The San Francisco Ballet is a ballet lover’s dream: a company of gorgeous dancers who are precise, elegant, and bursting with energy and style. This season’s Program 2, CLASSICAL (RE)VISION offers SFB’s devoted audience a selection of five ballets.
On February 16, the program included Bespoke, choreography by Stanley Welch, music of Johann Sebastian Bach; Pas de Deux from After the Rain, choreography by Christopher Wheeldon, music of Arvo Part; Pas de Deux from Swan Lake, choreography by David Dawson, music of Peter Ilyich Tchaikovsky; Concerto Grosso, choreography by Helgi Tomasson, music by Francesco Geminiani after Corelli; and Sandpaper Ballet, choreography by Mark Morris, music of Leroy Anderson. The middle three were “Director’s Choice,” and can change places with other dances through the run of the program, February 11-22.

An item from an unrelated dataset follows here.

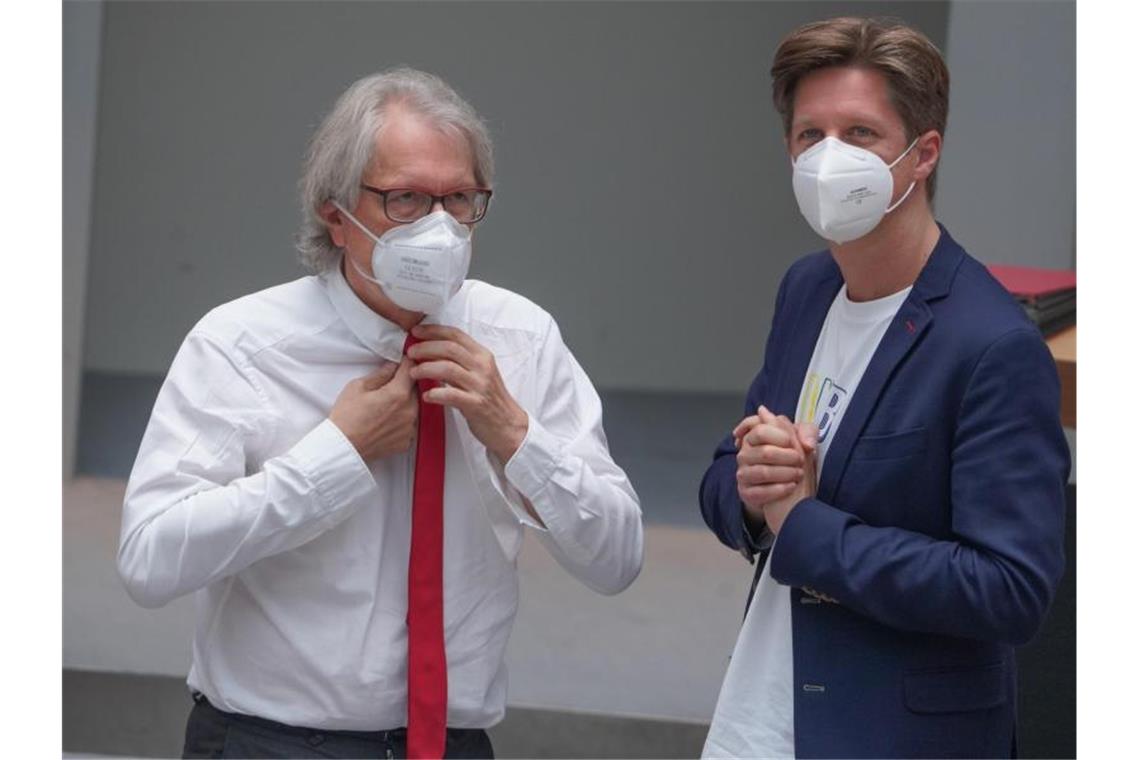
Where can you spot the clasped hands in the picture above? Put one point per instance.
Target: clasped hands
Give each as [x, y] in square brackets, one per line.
[379, 413]
[775, 466]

Bespoke is a moving showcase for twelve dancers: five Principals, five Soloists, and two from the Corps de Ballet. The two Corps members, Alexandre Cagnat and Ellen Rose Hummel, show that SFB has its future insured with outstanding artists. This is a wonderful ballet in its musicality, design, and restrained but powerful emotion. Not having read the program note before seeing the performance, this audience member missed an important layer of the dance. However, the dance works on its own without explanation. Stanley Welch uses the technical heart of ballet to create art that can speak to everyone, even those who have never stepped inside a studio. He builds the dance from the basic positions and movements all ballet students and dancers practice around the world. Seeing these movements performed exquisitely to each angle, forward and backward, jumping and spinning makes the dance lover’s breath stop for a second. It is familiar and unknown. The dancers accelerate their movements, join together, exit the stage and return. Something is happening to them. That something is time. It happens to everyone. It happens without our permission. It happens to dancers so soon, too soon. As it turned out, those long, straight arms I admired were meant to suggest a clock. Some movements were there to suggest life scurrying past our eyes as a dancer flies from our visual and emotional connection to him. At the end of this ballet, the dancers sink into the stage floor two by two. Two men together, two women together, males and females together. As the final couple sinks to the floor, the light closes over the rest of the stage. Only one spotlight captures the pained expression of the last dancer down. It is a wonderful ballet, beautifully danced.
Helgi Tomasson, Artistic Director of SFB, created Concerto Grosso in 2003 for the SF Ballet’s 70th Anniversary. It is terrific; brilliantly performed and exciting to watch. Five fabulous men danced at the height of their power and technical achievement. Once again, two members of the Corps showed that SFB has, in baseball terms, a very deep bench. All five danced at a great level of artistry. They included Lucas Erni, Corps; Max Cauthorn, Soloist; Benjamin Freemantle, Principal; MingXuan Wang, Corps; Lonnie Weeks, Soloist. This ballet sends shooting stars across the War Memorial Opera House stage. Graceful, lyrical, explosive, and soaring, the dancers showed all the virtuoso, versatile, thrilling dancing of San Francisco Ballet’s stellar male dancers.